How to Plant Hydrangea Pots

7 step guide to making the most of your potted hydrangea garden.

Reading Time: 3 minutes

It’s no secret that we love Hydrangeas around here. But having them close by on a porch or patio is not always an option. Our first summer keeping potted hydrangeas on our deck was a huge success – we had blooms from the time we planted them in June until as late as September. And the best part, its not as complicated as you think to arrange and maintain the plants throughout the entire summer.

Here is 7 step guide to making the most of your potted hydrangea garden.

1. Pick a Winner

The first crucial step is to make sure you choose a plant that looks hearty and healthy. Do they look like they have been well watered? Are the leaves browning? Are there incoming buds on the stems? Most of these issues will depend on the store or nursery you are buying your plants from. Some of the big box stores can have varying qualities in their garden centers so be careful when you’re making your selections. While some TLC will certainly help bring them back to life, you want to be able to start with a good base.

2. Be Container Ready

Choosing your containers will help determine how much soil and plants you will need. We planned on doing 2 large floor planters and 2 medium pedestal planters.

The plants we chose had 3 separate bulbs, so we decided to keep them together and just separate them slightly in the bigger pots and in tact with the smaller ones.

Each large planter required approximately (2) 32QT Dry Bags of Soil. We grabbed (5) in total to be able to fill in the smaller pots with the extra one. 

We filled each large planter about 2/3 of the way with soil and then placed the store container in the pot to see how much more we needed to fill before we placed the unpotted plants in them. This is a good way to make sure you don’t plant them too low or high in the container.

For the smaller planters, we only needed to fill about 1/3 of the planter, as the plants fit almost exactly in those.

3. Prepping the Plants

When you’re ready, gently remove the plants from the store container. It can be tricky so gently lay it on it’s side and start to shake it a little to start separating it from the sides. Then carefully turn the plant upside down and wiggle the container off, all the while being sure the flowers and branches are not bending or getting crushed.

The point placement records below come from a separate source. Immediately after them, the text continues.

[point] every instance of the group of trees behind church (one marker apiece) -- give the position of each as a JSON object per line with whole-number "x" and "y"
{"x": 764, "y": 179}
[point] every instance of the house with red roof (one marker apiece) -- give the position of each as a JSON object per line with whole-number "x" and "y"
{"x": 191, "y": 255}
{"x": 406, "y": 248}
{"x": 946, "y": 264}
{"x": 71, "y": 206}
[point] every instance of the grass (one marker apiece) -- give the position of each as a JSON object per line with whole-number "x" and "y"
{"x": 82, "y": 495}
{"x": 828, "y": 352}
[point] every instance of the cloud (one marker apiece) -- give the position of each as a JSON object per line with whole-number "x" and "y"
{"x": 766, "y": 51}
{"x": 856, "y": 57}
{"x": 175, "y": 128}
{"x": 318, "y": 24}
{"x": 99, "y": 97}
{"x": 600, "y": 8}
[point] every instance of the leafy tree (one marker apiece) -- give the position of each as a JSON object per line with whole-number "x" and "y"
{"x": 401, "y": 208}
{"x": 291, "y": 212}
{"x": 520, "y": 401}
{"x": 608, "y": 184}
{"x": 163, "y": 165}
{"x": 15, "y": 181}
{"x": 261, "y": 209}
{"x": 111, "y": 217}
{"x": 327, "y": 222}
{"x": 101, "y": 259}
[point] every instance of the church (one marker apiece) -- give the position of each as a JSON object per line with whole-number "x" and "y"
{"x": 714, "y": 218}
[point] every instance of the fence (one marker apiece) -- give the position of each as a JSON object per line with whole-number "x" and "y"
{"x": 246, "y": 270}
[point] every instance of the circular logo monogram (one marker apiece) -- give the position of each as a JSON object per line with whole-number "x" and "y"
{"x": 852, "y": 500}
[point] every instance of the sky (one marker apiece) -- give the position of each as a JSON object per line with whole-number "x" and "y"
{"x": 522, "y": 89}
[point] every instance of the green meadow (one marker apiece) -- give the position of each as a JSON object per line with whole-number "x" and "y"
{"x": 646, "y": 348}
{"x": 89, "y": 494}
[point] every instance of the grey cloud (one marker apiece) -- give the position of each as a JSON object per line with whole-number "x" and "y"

For the larger planters, we grabbed the soil base and gently separated each of the individual plants. Once separated, we manually fluffed and tilled the soil around the roots to separate and expose them. You want to do just enough to give them some new room to grow and attach to the new soil.  

For the smaller planters, we repeated the same fluffing steps as above but did not separate the individual plants. 

4. Planting

So you want to just scoop out a little soil to the sides of the container to be able to easily arrange and drop your plants right in. Once you have them snug and secure, start filling up the gaps and holes with new soil until the entire planter is filled and the roots and bottom of the plant is completely covered.

5. Where to Keep Them

You will want to make sure you place them in a spot that gets a good equal measure of sun and shade.  The same tips and tricks that apply to garden planted hydrangeas apply to the planted ones too. 

6. Happy Hour Time

It’s time to get those plants a drink! For the first day and over the next week you want to make sure they are properly hydrated as they get used to their new climate and containers. You want moist soil at all times. After the first week you can probably skip a day or two but keep an eye on the sun and weather; hot sunny days wreck havoc on the blooms and they can get dried up very quickly during a heat wave. Most days they will tell you just by looking at them how thirsty or satisfied they are. 

7. Sit and Enjoy

The summer is here! Grab you favorite book, a cold drink and enjoy the fruits and blooms of your labor!